Day 2, 19 December 1998
For hours we had a magnificent flight watching the massive range of the Atlas Mountains that stretches across the whole of the north of Africa, from Morocco across Algeria, Libya and almost, I believe, to Egypt. We bade farewell to the Moroccans after about seven hours of flying and then headed out over Algeria.
Algeria has become a very sad country due to a terrible civil war that is going on. We were plunged into that two years ago when our balloon failed at night and we had to land. But tonight we’re flying along the Atlas Mountains, over the rugged desert where Alex and I had once had to throw everything we had out of our balloon to stop a rapid descent – we even threw out an envelope full of dollars! Alex saved our lives on that occasion by climbing out on the roof and releasing fuel tanks just before we hit the deck.
This time everything seemed to be going well.
Almost too well! When it began to get dark and the helium above us cooled, we turned on the burners. Instead of plunging, as we had on our last attempt around the world, the heat stopped any descent and the flames lit up the Arabian skies around us. We had to be careful not to fly higher than we had during the day or the heat would vent the helium and shorten the time we had in the sky. So we took it in turns to fly during the night.
Then, very tired, we suddenly had a major spanner thrown in the works. A message from Libya came through saying they had withdrawn our right to fly over their country. It was night-time, pitch black, and we could never land before crossing their border. Steve, Per and I debated what we could do about it. If we had gone very low we might have been able to crawl around the south of Libya, but that would mean abandoning our dreams. In the end we decided to slow up the balloon by dropping lower to give us time to try to persuade Colonel Qaddafi, who rules Libya, that ours is a sporting mission undertaken in the interests of peace. The King of Jordan had been a great help to us previously, and I had also been honoured in the past to know Nelson Mandela – and I knew he knew Colonel Qaddafi quite well. So my wonderful secretary Sue opened up my office in the early hours of the morning and got hold of their telephone numbers.

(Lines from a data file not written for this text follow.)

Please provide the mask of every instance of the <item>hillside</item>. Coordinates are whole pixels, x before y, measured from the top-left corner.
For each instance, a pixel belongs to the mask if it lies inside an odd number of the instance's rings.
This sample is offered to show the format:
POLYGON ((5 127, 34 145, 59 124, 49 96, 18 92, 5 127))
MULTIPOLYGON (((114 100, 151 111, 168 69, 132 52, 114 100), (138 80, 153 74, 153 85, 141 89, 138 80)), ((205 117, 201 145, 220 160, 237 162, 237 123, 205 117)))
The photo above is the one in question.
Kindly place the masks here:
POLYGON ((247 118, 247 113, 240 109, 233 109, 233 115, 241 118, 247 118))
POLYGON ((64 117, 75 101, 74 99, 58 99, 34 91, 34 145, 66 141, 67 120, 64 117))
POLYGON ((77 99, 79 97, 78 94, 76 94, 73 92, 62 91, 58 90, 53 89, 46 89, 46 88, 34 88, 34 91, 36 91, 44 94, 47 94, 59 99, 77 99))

Our next concern was the realisation that they would all be asleep. The King of Jordan is unwell with cancer, and Nelson Mandela is not a young man, so I decided to write one of the most important letters in my life to Colonel Qaddafi.
Excellency
I am making this personal and direct
appeal to you from the ICO Global Challenger Balloon in which the general post and telecommunications company of Libya has a significant investment.

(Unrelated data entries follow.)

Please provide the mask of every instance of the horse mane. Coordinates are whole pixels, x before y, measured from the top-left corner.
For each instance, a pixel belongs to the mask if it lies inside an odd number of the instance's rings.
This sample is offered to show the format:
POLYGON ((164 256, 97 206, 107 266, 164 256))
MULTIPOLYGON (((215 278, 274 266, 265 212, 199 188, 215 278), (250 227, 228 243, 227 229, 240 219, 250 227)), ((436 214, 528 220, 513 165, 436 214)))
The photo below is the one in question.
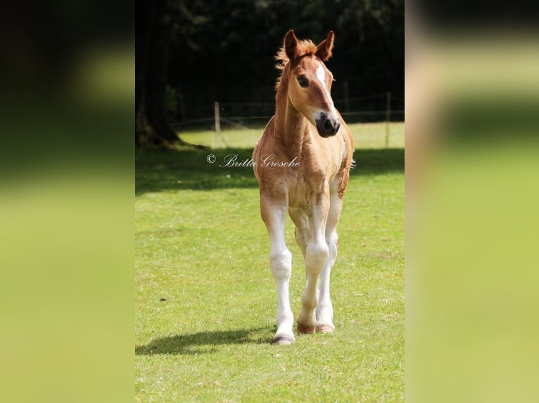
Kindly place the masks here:
MULTIPOLYGON (((317 46, 310 39, 301 39, 298 41, 297 49, 299 57, 301 57, 305 55, 314 55, 316 53, 317 46)), ((290 61, 286 55, 286 52, 284 51, 284 46, 279 48, 277 54, 275 55, 275 60, 277 60, 275 67, 281 71, 281 75, 277 78, 277 83, 275 86, 275 88, 278 88, 279 84, 281 84, 281 78, 283 75, 282 72, 284 70, 284 67, 290 61)))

A mutual friend of ours, his Royal Highness King Hussein of Jordan, spoke to you about my plans to try to circumnavigate the globe in a balloon. You graciously granted us permission to cross your country.

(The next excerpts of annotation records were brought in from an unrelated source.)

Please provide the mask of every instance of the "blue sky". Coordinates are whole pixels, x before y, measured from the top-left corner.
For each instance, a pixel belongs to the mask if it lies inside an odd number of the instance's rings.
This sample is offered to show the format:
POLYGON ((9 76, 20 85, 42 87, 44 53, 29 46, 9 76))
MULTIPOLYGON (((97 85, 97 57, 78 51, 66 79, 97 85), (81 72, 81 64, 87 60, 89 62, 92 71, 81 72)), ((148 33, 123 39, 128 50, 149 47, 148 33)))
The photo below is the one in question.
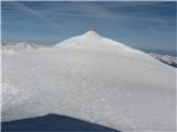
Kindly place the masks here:
POLYGON ((2 2, 2 41, 51 45, 94 30, 137 48, 173 51, 176 2, 2 2))

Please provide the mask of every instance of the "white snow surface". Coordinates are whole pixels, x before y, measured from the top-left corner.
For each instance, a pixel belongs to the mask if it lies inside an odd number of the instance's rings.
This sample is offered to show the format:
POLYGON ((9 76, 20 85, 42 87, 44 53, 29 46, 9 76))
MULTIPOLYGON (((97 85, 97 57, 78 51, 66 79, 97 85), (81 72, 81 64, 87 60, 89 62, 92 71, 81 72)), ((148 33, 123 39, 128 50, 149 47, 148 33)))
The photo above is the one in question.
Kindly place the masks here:
POLYGON ((148 54, 158 61, 165 62, 166 64, 169 64, 169 65, 176 64, 177 65, 177 57, 175 57, 175 56, 160 55, 160 54, 155 54, 155 53, 148 53, 148 54))
POLYGON ((58 113, 123 131, 175 131, 175 73, 94 31, 2 51, 2 121, 58 113))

Early today we took off from Morocco in the certain knowledge that we had permission to overfly your country. We would not have done so had we not had the permission and goodwill of both Algeria and Libya. We are currently over Algeria and we will cross your border in the early hours of this morning.
Libyan overflight clearance permit OVG11@01001 was graciously extended on 20 July 1998 to us for this flight. Your Air Traffic Control personnel have just informed us that this permission has been rescinded. We obviously understand that they have every right to do this, but I’m afraid that it is impossible to land a balloon at night due to the icing that forms on the helium valve. We are unable to vent the helium to descend.
Because of this emergency condition, we simply do not know how to avoid crossing your airspace. We hope that you will grant us emergency permission under these circumstances via your air-traffic control services.